Lantas bagaimana sikap Gus Dur soal Islam dan politik, atau lebih tepatnya pendirian negara Islam?

Dalam esainya dengan tajuk ‘Islam, Punyakah Konsep Kenegaraan?’, ia mengatakan bahwa ada dua perbedaan pendapat yang mendasar soal ini. Ada sebagian yang berpendapat, Islam harus diterapkan secara tuntas dan menyeluruh. Namun ada juga yang memposisikan Islam sebagai inspirasi dan mengambil nilai-nilainya, kemudian membuat aturan yang sesuai dengan kondisi negara tersebut.

Gus Dur lebih sepakat dengan pendapat yang belakangan. Selain Islam sendiri tidak menyediakan gambaran jelas soal bentuk negara Islam dan penunjukan pemimpinnya seperti apa, di negara Indonesia sendiri kultur, sosial, dan konteks sejarahnya memang tidak cocok untuk penerapan negara Islam.

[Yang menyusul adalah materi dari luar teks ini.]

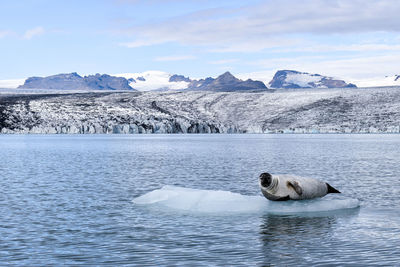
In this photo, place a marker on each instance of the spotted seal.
(288, 187)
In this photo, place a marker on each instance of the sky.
(349, 39)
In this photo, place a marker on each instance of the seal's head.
(265, 179)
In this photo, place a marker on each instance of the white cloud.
(223, 61)
(258, 26)
(29, 34)
(175, 58)
(4, 33)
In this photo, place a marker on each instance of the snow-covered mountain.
(295, 79)
(226, 82)
(163, 81)
(155, 80)
(393, 80)
(73, 81)
(13, 83)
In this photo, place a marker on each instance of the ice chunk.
(211, 201)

Saya rasa memang lebih baik menyemai kerukunan di antara ragam perbedaan di bawah ideologi Pancasila, ketimbang mendirikan negara Islam dengan tafsir dan implementasi yang menegasikan perbedaan.

Pergulatan soal politik dengan Islam ini saya rasa akan terus berjalan tanpa menemui kata sudah. Anggap saja ini sebagai bagian dari perbedaan pendapat yang patut disyukuri. Tulisan Gus Dur di buku ini masih tetap relevan untuk dibaca, diperbincangkan dan dikaji ulang. Mengingat kedua belah pihak masih teguh pada pendiriannya masing-masing.

Terakhir, mengutip yang ditulis oleh Bisri Effendy dalam pengantar buku ini, “menurut Gus Dur, penerjemahan agama dalam realitas kehidupan, baik melalui aksi maupun dalam bentuk penafsiran atas teks-teks yang dipandang suci tak perlu mengatasnamakan Tuhan atau demi kehendak Tuhan, dan apalagi untuk membela Tuhan, tetapi seharusnya atas dasar kepentingan manusia dan kemanusiaan itu sendiri”.

Islam memang harusnya mengejawantah dalam laku dan wajah yang ramah pada manusia dan semesta, bukan marah-marah dan bertindak serakah. Demikian Islam politik dan kebudayaan Gus Dur dalam buku Tuhan Tak Perlu Dibela. Wallahua’lam.